LibMTL.model

resnet18(pretrained=False, progress=True, **kwargs)[source]

ResNet-18 model from “Deep Residual Learning for Image Recognition”

Parameters
  • pretrained (bool) – If True, returns a model pre-trained on the ImageNet dataset.

  • progress (bool) – If True, displays a progress bar of the download to stderr.

resnet34(pretrained=False, progress=True, **kwargs)[source]

ResNet-34 model from “Deep Residual Learning for Image Recognition”

Parameters
  • pretrained (bool) – If True, returns a model pre-trained on the ImageNet dataset.

  • progress (bool) – If True, displays a progress bar of the download to stderr.

resnet50(pretrained=False, progress=True, **kwargs)[source]

ResNet-50 model from “Deep Residual Learning for Image Recognition”

Parameters
  • pretrained (bool) – If True, returns a model pre-trained on the ImageNet dataset.

  • progress (bool) – If True, displays a progress bar of the download to stderr.

resnet101(pretrained=False, progress=True, **kwargs)[source]

ResNet-101 model from “Deep Residual Learning for Image Recognition”

Parameters
  • pretrained (bool) – If True, returns a model pre-trained on the ImageNet dataset.

  • progress (bool) – If True, displays a progress bar of the download to stderr.

resnet152(pretrained=False, progress=True, **kwargs)[source]

ResNet-152 model from “Deep Residual Learning for Image Recognition”

Parameters
  • pretrained (bool) – If True, returns a model pre-trained on the ImageNet dataset.

  • progress (bool) – If True, displays a progress bar of the download to stderr.

resnext50_32x4d(pretrained=False, progress=True, **kwargs)[source]

ResNeXt-50 32x4d model from “Aggregated Residual Transformation for Deep Neural Networks”

Parameters
  • pretrained (bool) – If True, returns a model pre-trained on the ImageNet dataset.

  • progress (bool) – If True, displays a progress bar of the download to stderr.

resnext101_32x8d(pretrained=False, progress=True, **kwargs)[source]

ResNeXt-101 32x8d model from “Aggregated Residual Transformation for Deep Neural Networks”

Parameters
  • pretrained (bool) – If True, returns a model pre-trained on the ImageNet dataset.

  • progress (bool) – If True, displays a progress bar of the download to stderr.

wide_resnet50_2(pretrained=False, progress=True, **kwargs)[source]

Wide ResNet-50-2 model from “Wide Residual Networks”

The model is the same as ResNet except for the number of bottleneck channels which is twice larger in every block.
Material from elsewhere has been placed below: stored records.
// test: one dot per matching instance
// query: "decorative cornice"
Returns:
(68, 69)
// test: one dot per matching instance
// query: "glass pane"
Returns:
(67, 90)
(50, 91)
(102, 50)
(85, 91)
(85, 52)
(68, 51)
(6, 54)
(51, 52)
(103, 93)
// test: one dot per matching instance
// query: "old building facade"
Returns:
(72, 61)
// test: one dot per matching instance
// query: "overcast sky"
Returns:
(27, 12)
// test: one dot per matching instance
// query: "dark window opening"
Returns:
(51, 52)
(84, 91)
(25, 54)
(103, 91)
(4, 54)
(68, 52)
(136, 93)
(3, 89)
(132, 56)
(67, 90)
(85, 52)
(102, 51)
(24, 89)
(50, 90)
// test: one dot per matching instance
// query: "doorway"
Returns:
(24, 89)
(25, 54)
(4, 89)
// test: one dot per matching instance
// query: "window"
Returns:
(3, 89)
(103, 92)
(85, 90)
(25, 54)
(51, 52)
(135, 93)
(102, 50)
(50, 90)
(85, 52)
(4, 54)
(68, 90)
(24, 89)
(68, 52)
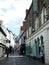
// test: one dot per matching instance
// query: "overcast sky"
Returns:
(12, 12)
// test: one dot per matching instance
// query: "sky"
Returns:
(13, 12)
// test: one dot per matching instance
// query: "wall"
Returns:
(44, 31)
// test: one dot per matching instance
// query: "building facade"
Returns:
(37, 34)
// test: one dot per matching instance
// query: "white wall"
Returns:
(44, 31)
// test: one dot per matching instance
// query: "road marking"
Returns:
(16, 56)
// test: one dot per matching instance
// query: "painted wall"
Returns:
(43, 31)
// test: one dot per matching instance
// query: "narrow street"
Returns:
(16, 59)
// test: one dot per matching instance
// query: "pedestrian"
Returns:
(7, 52)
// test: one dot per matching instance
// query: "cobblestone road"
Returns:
(18, 60)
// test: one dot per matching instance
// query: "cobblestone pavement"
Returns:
(18, 60)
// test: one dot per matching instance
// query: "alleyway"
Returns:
(16, 59)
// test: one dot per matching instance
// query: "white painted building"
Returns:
(41, 29)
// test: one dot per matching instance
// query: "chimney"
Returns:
(26, 11)
(1, 22)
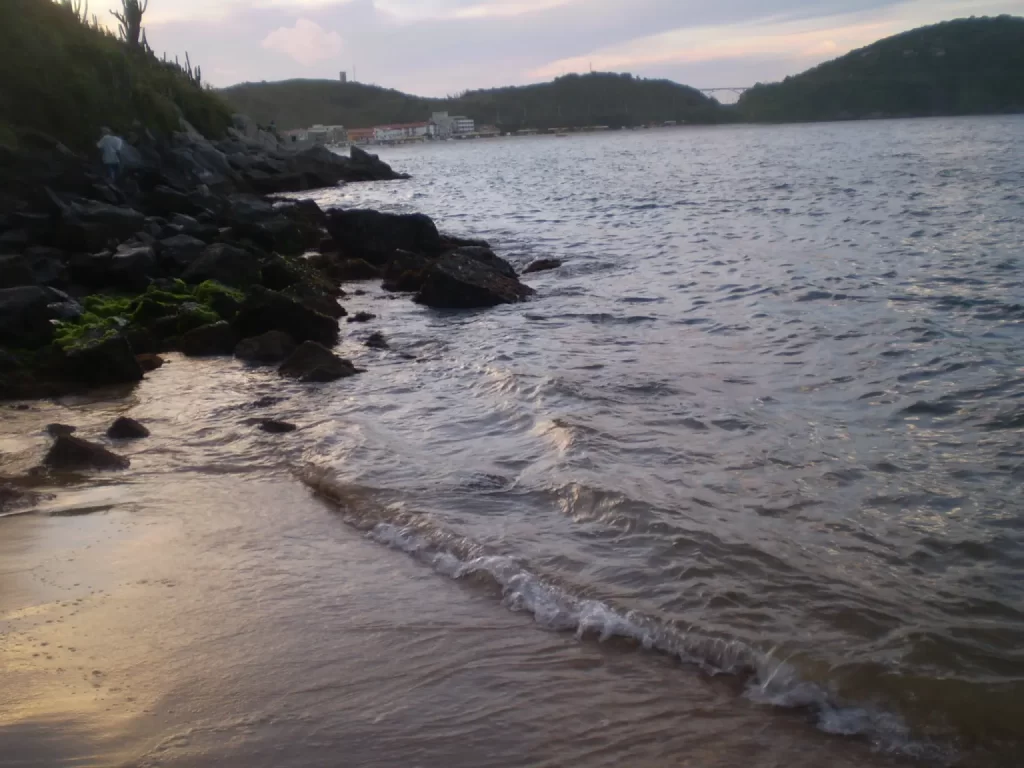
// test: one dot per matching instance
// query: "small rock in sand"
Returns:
(127, 429)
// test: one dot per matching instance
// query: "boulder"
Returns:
(206, 341)
(486, 257)
(148, 361)
(375, 237)
(108, 359)
(314, 363)
(132, 266)
(89, 225)
(25, 316)
(164, 201)
(542, 265)
(273, 426)
(265, 310)
(350, 270)
(70, 453)
(458, 281)
(127, 429)
(224, 263)
(377, 341)
(269, 348)
(180, 251)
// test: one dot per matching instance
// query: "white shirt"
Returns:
(111, 147)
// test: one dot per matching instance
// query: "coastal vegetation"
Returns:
(65, 76)
(572, 100)
(966, 67)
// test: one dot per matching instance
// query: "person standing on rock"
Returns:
(110, 147)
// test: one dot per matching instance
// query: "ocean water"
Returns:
(741, 484)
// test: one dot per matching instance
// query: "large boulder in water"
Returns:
(209, 340)
(375, 237)
(108, 359)
(25, 316)
(265, 310)
(314, 363)
(223, 263)
(461, 281)
(70, 453)
(268, 348)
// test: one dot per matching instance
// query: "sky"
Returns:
(442, 47)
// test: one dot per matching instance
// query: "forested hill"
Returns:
(966, 67)
(570, 100)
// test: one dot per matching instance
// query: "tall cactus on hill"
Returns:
(130, 20)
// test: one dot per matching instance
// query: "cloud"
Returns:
(306, 42)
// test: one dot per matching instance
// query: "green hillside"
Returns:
(65, 79)
(571, 100)
(966, 67)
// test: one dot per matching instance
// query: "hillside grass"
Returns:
(572, 100)
(964, 67)
(64, 80)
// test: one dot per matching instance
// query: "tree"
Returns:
(130, 20)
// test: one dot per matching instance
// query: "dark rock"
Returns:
(148, 361)
(127, 429)
(109, 359)
(25, 316)
(269, 348)
(265, 310)
(206, 341)
(179, 251)
(458, 281)
(486, 257)
(542, 265)
(132, 266)
(377, 341)
(451, 242)
(224, 263)
(70, 453)
(349, 270)
(164, 201)
(89, 225)
(375, 237)
(276, 427)
(314, 363)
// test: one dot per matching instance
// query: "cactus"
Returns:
(130, 20)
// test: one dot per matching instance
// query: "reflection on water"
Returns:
(766, 421)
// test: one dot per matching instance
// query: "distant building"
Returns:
(401, 132)
(360, 135)
(446, 126)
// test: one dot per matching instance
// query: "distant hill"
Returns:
(966, 67)
(572, 100)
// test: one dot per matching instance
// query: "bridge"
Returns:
(737, 90)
The number of channels in outer 1x1 convolutions is the same, e.g., the last block in ResNet-50 has 2048-512-2048 channels, while in wide ResNet-50-2 there are 2048-1024-2048.

Parameters
  • pretrained (bool) – If True, returns a model pre-trained on the ImageNet dataset.
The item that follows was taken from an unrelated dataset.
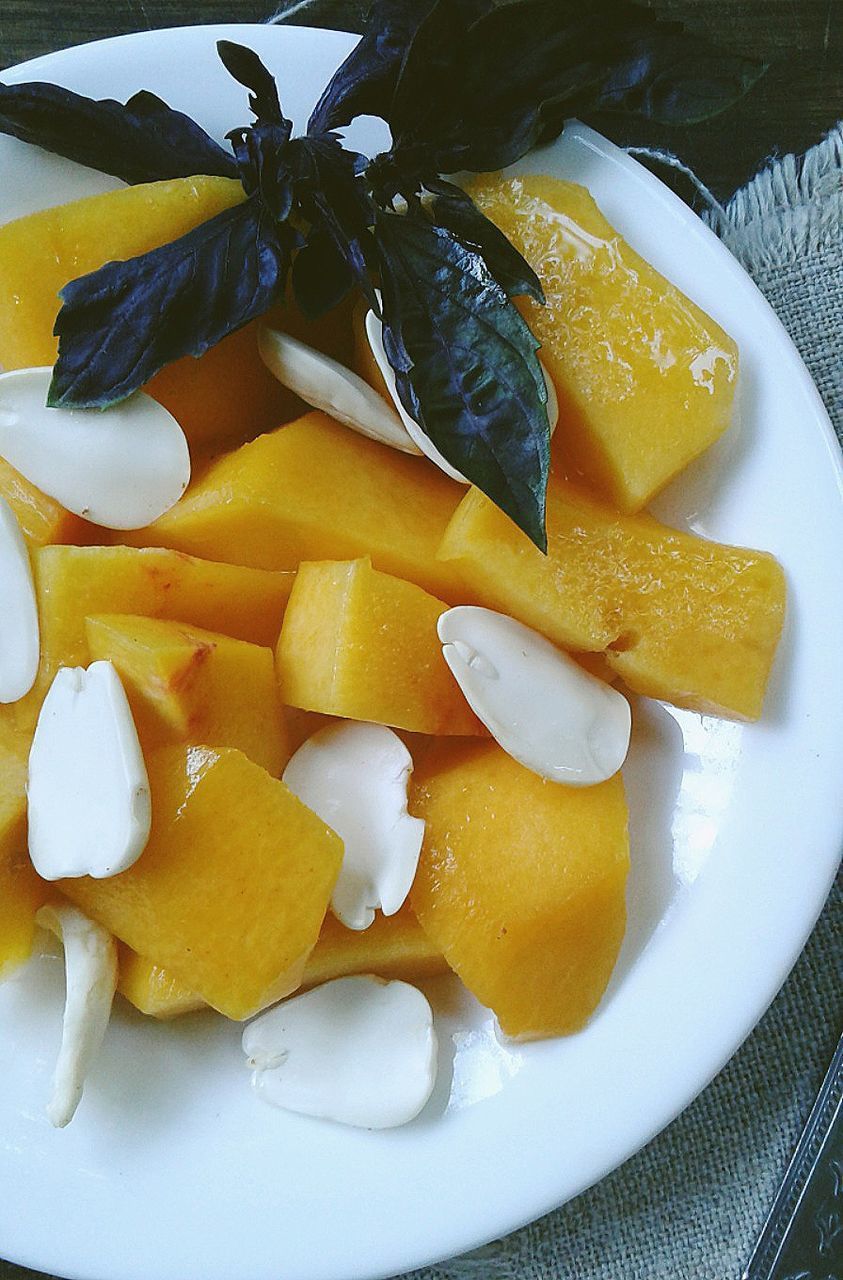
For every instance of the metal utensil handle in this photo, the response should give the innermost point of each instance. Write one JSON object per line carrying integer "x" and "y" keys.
{"x": 802, "y": 1238}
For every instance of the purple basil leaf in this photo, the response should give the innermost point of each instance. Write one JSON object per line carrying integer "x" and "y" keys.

  • progress (bool) – If True, displays a progress bar of the download to stderr.

wide_resnet101_2(pretrained=False, progress=True, **kwargs)[source]

Wide ResNet-101-2 model from “Wide Residual Networks”
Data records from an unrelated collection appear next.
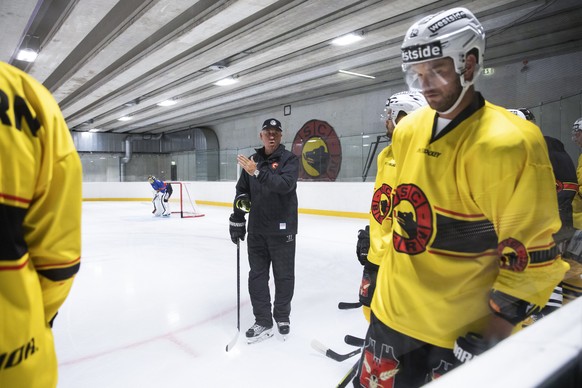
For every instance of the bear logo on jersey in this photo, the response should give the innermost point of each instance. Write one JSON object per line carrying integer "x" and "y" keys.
{"x": 381, "y": 203}
{"x": 513, "y": 255}
{"x": 413, "y": 214}
{"x": 379, "y": 372}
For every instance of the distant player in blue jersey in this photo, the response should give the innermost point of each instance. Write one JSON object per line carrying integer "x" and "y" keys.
{"x": 163, "y": 194}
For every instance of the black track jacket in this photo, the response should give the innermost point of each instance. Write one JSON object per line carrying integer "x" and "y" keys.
{"x": 273, "y": 194}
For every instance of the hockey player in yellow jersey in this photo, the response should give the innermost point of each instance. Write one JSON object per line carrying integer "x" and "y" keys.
{"x": 373, "y": 240}
{"x": 472, "y": 252}
{"x": 577, "y": 203}
{"x": 40, "y": 220}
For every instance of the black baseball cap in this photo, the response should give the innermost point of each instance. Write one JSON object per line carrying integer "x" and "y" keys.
{"x": 272, "y": 123}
The model is the same as ResNet except for the number of bottleneck channels which is twice larger in every block. The number of channels in outer 1x1 convolutions is the same, e.g., the last block in ResNet-101 has 2048-512-2048 channels, while in wide ResNet-101-2 there are 2048-1024-2048.

Parameters
  • pretrained (bool) – If True, returns a model pre-trained on the ImageNet dataset.

  • progress (bool) – If True, displays a progress bar of the download to stderr.

resnet_dilated(basenet, pretrained=True, dilate_scale=8)[source]

Dilated Residual Network models from “Dilated Residual Networks”

Parameters
  • basenet (str) – The type of ResNet.

  • pretrained (bool) – If True, returns a model pre-trained on ImageNet.

  • dilate_scale ({8, 16}, default=8) – The type of dilating process.